Why does not $\int_{-\infty}^\infty x\,\mathrm{d}x$ converge?

Question

It seems natural that it should converge, because for any $A\in\mathbb{R}$, $$\int_{-A}^A x\,\mathrm{d}x=\int_{-A}^0 x\,\mathrm{d}x+\int_0^A x\,\mathrm{d}x=\left[\frac{x^2}{2}\right]_{-A}^0+\left[\frac{x^2}{2}\right]_0^A=-\frac{(-A)^2}{2}+\frac{A^2}{2}=0.$$

So the integral is zero for every such value $A$, yet it doesn't converge, according to wolfram alpha.
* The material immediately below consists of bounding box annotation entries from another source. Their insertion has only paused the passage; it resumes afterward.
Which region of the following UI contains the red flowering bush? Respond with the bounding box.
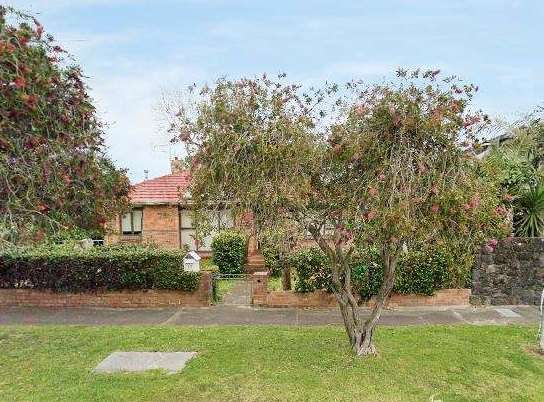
[167,70,505,356]
[0,6,128,243]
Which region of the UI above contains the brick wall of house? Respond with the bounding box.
[0,272,212,308]
[251,272,471,307]
[105,205,180,248]
[142,205,180,248]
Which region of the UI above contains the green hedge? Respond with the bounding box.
[289,247,331,293]
[291,243,453,300]
[0,245,200,292]
[212,230,247,274]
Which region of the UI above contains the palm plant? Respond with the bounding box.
[514,183,544,237]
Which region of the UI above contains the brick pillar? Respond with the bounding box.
[251,272,268,305]
[197,271,213,305]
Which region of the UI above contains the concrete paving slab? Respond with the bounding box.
[94,352,196,374]
[0,305,539,326]
[495,308,521,318]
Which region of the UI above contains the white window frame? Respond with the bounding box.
[119,208,144,235]
[179,207,234,251]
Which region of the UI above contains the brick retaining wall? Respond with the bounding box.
[0,272,212,308]
[251,272,471,307]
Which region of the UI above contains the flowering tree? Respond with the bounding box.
[170,70,503,355]
[0,7,128,242]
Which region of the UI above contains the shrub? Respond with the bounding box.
[259,241,283,277]
[0,244,200,292]
[290,243,453,300]
[353,247,453,300]
[212,230,247,274]
[289,247,331,293]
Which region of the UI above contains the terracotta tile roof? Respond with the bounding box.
[129,172,191,204]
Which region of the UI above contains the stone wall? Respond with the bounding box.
[251,272,471,308]
[0,272,212,308]
[472,237,544,304]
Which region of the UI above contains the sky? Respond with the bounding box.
[5,0,544,183]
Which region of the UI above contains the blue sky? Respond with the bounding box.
[8,0,544,182]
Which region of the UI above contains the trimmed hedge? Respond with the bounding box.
[0,245,200,292]
[212,230,247,274]
[289,247,331,293]
[291,243,453,300]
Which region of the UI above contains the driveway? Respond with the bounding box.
[0,305,538,326]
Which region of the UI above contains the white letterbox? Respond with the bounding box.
[183,251,202,272]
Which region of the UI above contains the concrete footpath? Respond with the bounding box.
[0,305,538,326]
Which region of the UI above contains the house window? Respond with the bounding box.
[179,209,234,251]
[121,209,143,234]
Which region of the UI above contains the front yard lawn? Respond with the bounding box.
[0,326,544,402]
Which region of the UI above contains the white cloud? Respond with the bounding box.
[88,60,204,181]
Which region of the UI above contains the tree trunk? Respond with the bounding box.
[538,289,544,354]
[335,253,397,356]
[309,226,399,356]
[281,265,291,290]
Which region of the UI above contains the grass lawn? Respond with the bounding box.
[0,326,544,402]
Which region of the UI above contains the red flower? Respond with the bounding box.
[21,94,38,109]
[36,22,43,39]
[38,203,49,213]
[364,211,378,221]
[13,76,26,89]
[502,194,514,202]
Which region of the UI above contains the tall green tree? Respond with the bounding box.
[170,70,503,356]
[0,6,128,243]
[484,115,544,237]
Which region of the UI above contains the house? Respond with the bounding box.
[105,158,264,271]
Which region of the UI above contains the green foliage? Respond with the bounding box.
[167,69,507,355]
[259,241,283,277]
[0,243,200,292]
[290,247,454,300]
[514,184,544,237]
[353,247,455,300]
[484,119,544,237]
[0,6,129,244]
[289,247,331,293]
[212,230,247,274]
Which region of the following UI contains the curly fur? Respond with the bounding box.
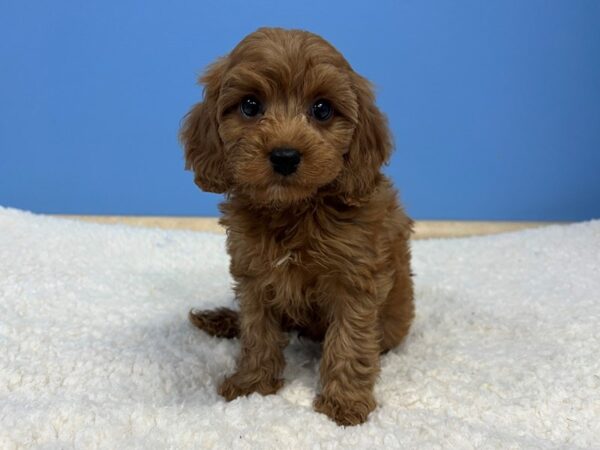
[181,28,414,425]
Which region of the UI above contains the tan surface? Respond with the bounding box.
[60,216,550,239]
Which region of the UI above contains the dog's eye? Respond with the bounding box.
[311,98,333,122]
[240,95,262,117]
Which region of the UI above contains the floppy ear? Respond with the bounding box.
[179,58,229,193]
[338,73,392,205]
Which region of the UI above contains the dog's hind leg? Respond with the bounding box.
[189,308,240,339]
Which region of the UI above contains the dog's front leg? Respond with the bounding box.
[314,293,380,425]
[219,285,287,401]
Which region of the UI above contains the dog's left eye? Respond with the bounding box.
[240,95,262,117]
[310,98,333,122]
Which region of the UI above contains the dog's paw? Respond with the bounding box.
[219,372,283,402]
[314,394,376,425]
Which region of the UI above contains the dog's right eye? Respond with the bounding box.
[240,95,262,117]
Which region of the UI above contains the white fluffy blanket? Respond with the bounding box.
[0,207,600,449]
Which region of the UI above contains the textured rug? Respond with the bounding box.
[0,208,600,449]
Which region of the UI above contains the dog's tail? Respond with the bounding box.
[189,308,240,339]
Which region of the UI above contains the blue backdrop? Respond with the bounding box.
[0,0,600,220]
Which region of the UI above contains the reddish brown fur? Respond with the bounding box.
[181,29,414,425]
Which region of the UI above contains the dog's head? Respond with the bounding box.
[181,28,391,205]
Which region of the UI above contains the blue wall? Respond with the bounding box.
[0,0,600,220]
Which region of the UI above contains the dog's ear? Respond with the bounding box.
[338,72,392,205]
[179,58,229,193]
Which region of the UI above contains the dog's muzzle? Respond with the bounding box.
[269,148,300,176]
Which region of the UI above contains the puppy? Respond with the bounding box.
[180,28,414,425]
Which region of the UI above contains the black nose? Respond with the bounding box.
[269,148,300,176]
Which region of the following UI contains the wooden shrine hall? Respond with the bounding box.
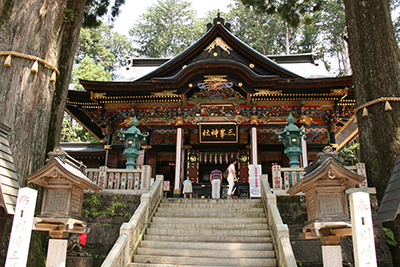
[66,15,357,198]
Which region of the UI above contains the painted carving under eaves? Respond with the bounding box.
[188,75,246,106]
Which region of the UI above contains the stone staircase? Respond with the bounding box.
[128,199,277,267]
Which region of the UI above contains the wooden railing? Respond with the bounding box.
[272,163,368,195]
[86,165,151,190]
[261,174,297,267]
[101,175,164,267]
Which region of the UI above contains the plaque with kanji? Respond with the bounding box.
[199,123,238,143]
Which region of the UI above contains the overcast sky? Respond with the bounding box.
[114,0,234,36]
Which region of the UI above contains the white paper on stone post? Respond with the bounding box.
[350,192,377,267]
[5,187,37,267]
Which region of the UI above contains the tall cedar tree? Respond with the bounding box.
[0,0,125,266]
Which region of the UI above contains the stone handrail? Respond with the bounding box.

How come?

Answer 1

All that is true, but the definition of convergence of integrals of this type is

The integral $\int_{-\infty}^\infty f(x)\,dx$ converges if for each $a$ the integrals $\int_a^{\infty}f(x)\,dx$ and $\int_{-\infty}^a f(x)\,dx$ converge. In this case $$ \int_{-\infty}^\infty f(x)\,dx=\int_{-\infty}^a f(x)\,dx+\int_a^{\infty}f(x)\,dx $$

Since neither $\int_0^\infty x\,dx$ or $\int_{-\infty}^0x\,dx$ converge, the two-sided improper integral does not converge.

Answer 2

• The integral $\displaystyle\int_{-\infty}^\infty x~dx$ diverges for the same reason that $\displaystyle\sum_{n=-\infty}^\infty n$ also diverges.

• You write that $\displaystyle\int_{-A}^Ax~dx=0$ for all real A. True enough! But $\displaystyle\int_{-A}^{A+B}x~dx\neq0$, for $B\neq0$.

$~\quad~$ Now, let $A\to\infty$ in the latter.